Condivido ampiamente il giudizio di Alberto Asor Rosa sullo stadio di regressione politica cui è giunta l’Italia con le nefaste conseguenze prodotte per la democrazia e per la sinistra.
È vero che con l’aggiunta del renzismo al berlusconismo ed al grillismo ogni pilastro della democrazia si è contorto e se ne è svuotata l’essenza distorcendone la forma.

Snaturati i partiti politici deviandone la funzione, con la trasformazione della rappresentanza politica in investitura del capo, ogni frammento di sovranità popolare sarà assorbito dalla personalizzazione del potere che potrà rassicurare così il moloc della governabilità per la stabilità e la continuità dell’esistente.

La controrivoluzione del capitale, iniziata in Occidente quarant’anni fa si compie nel più fragile degli stati d’Europa, l’Italia, che espone un sistema politico privatizzato e la Costituzione contestata. Delle due ipotesi che Asor Rosa prospetta come l’effettivo disegno politico di Renzi, credo che la seconda sia la più probabile. È già tutta nel progetto istituzionale che ha proposto e che persegue con ostentata intransigenza. Anche con motivata sicurezza.

C’è una invarianza nella storia d’Italia, è quella del trasformismo con vocazione per l’autoritarismo. Solo nel Parlamento italiano fu praticato l’uno ed è proprio in Italia che sbocciò quella forma di governo autoritario che, diffusasi nella prima metà del secolo scorso in tutta Europa, fu poi debellata, a metà di quel secolo, con la vittoria della democrazia. A proposito di regime autoritario va riferita una constatazione. L’anno scorso, nella commissione dei «saggi», chiamati a indicare la forma di governo da sostituire a quella vigente, fu mescolato un intruglio e lo si chiamò governo «parlamentare del primo ministro». L’aggettivo «parlamentare» era appiccicato con lo sputo. La contraddizione interna alla formula si stagliava con un’evidenza solare. Non ci si accorse, o non si sapeva, che proprio col nome di «governo del primo ministro» fu definita la forma di governo instaurata dal fascismo. Renzi la sta ammodernando, con l’autoritarismo elettivo.

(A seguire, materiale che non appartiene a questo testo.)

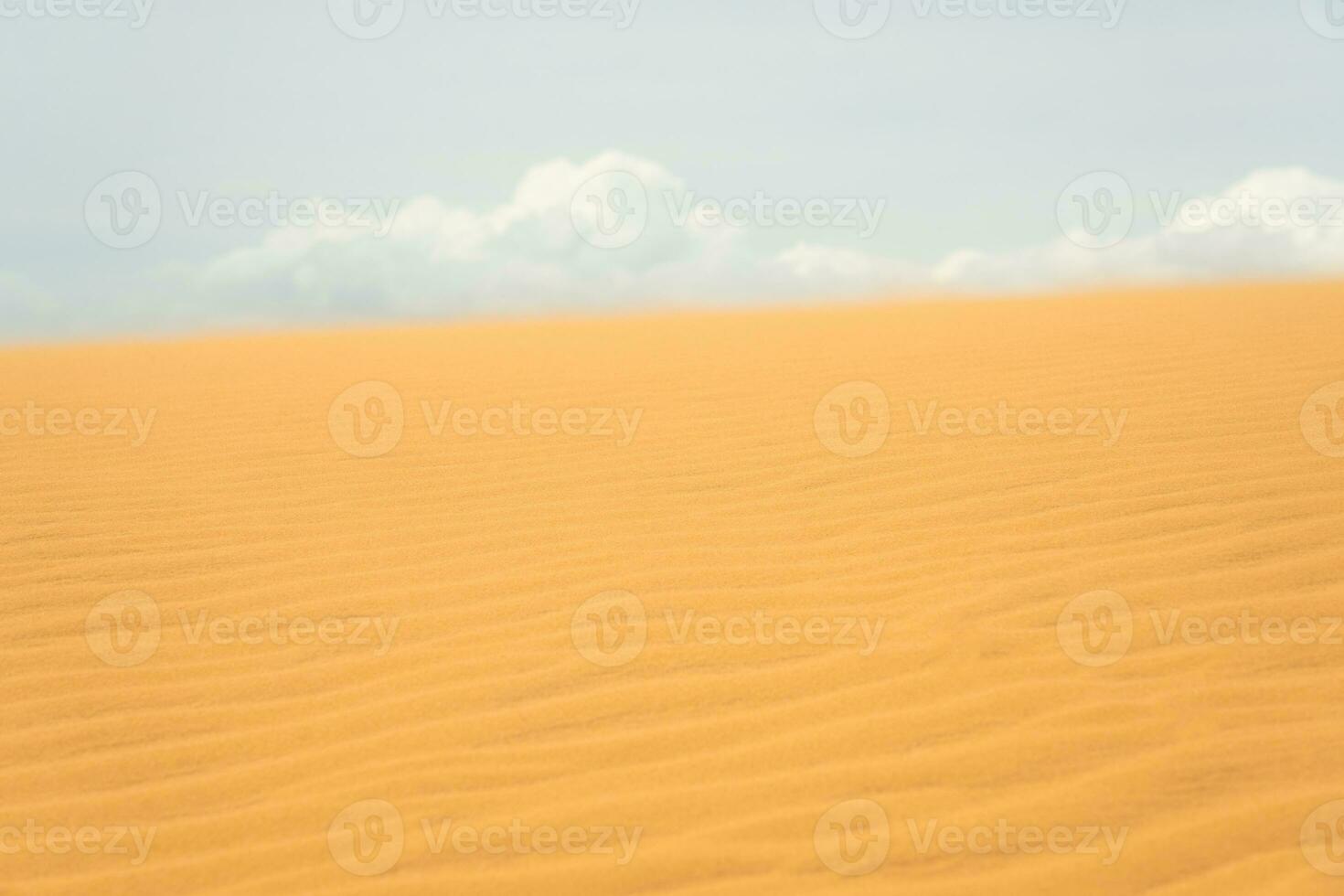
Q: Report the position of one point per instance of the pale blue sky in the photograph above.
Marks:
(968, 128)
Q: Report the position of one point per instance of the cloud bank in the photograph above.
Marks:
(618, 231)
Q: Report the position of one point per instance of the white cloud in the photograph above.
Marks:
(527, 255)
(1243, 231)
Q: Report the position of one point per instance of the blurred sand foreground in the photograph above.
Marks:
(1021, 597)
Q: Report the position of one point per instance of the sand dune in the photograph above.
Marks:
(943, 598)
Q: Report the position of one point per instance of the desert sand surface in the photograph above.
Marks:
(961, 597)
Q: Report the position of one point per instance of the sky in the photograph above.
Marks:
(175, 165)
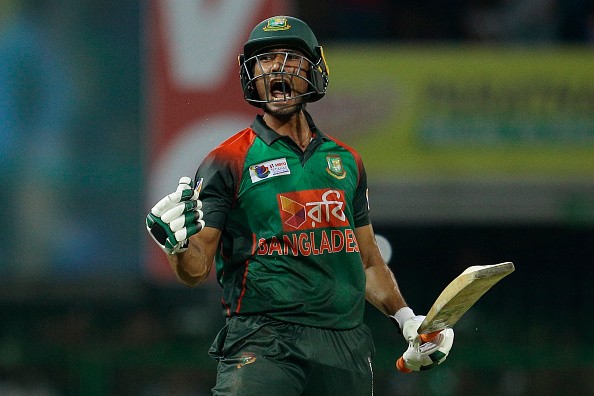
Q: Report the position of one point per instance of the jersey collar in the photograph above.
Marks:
(269, 136)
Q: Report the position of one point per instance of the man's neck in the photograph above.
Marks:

Già per combattere questi disegni via via che si attuino, è incontestabile la necessità di un partito. Credo che prima ancora di decidere da come farlo nascere, se dall’alto, dal basso, dai fianchi, sia necessario un programma. La cui qualità è decisiva. Deve essere netto, chiaro, univoco, immediatamente comprensibile. Deve esplicitare chi è, dov’è il nemico, definendolo come tale e chiamandolo per nome. Dovrà dire quindi che il nemico è il neoliberismo, la forma contemporanea del capitalismo, responsabile sicuro del precariato permanente, della disoccupazione stagnante, della miseria crescente. Quel neoliberismo che si pone come imperativo delle politiche degli stati d’Europa perché è non soltanto il principio fondante di questa Europa, ma ne è anche l’obiettivo, ne è il presente e vuole e potrebbe esserne il futuro. È scritto nel Trattato sul funzionamento dell’Ue come suo vincolo, sia funzionale che di scopo. Lo si legge agli articoli 119 e 120. È l’economia di mercato aperta ed in libera concorrenza. Si dovrà dire subito che è a quell’altezza sovranazionale che si combatte il neoliberismo, ove si è collocato e da dove si diffonde negli stati per dominare efficacemente, direttamente e mediatamente, tutti i rapporti umani del Continente.

Vengo al concreto.

Una entità a sembianza di stato, come l’Ue, non può delegare il potere ai mercati affermandone l’autoregolazione. Deve riassumerlo tutto intero per esercitarlo sui mercati. Non può attribuire ad un organo esecutivo dei trattati vincolato solo ad essi, l’iniziativa esclusiva di ogni atto normativo, di ogni politica dell’Ue. Non può camuffare la quota di sovranità esercitata dai governi degli stati-membri nella indistinguibile composizione della collegialità per immunizzarli dalla responsabilità politica nei confronti dei rispettivi parlamenti e dei rispettivi popoli. Quella collegialità che elude le domande della democrazia e comprime i diritti sociali, garantendo i profitti. Renzi propone flessibilità delle norme dei trattati. Chiacchiere. Non le vuole cambiare. Le accetta. Accetta il fiscal compact, l’architettura istituzionale dell’Ue, il suo principio fondante. Accetta il deficit democratico formale e sostanziale di questa Europa.

Il tema che pongo non esaurisce certo il programma del partito da immaginare per rispondere alle domande attuali della democrazia e della civiltà umana. Ne potrebbe essere il nocciolo? Ne discutiamo?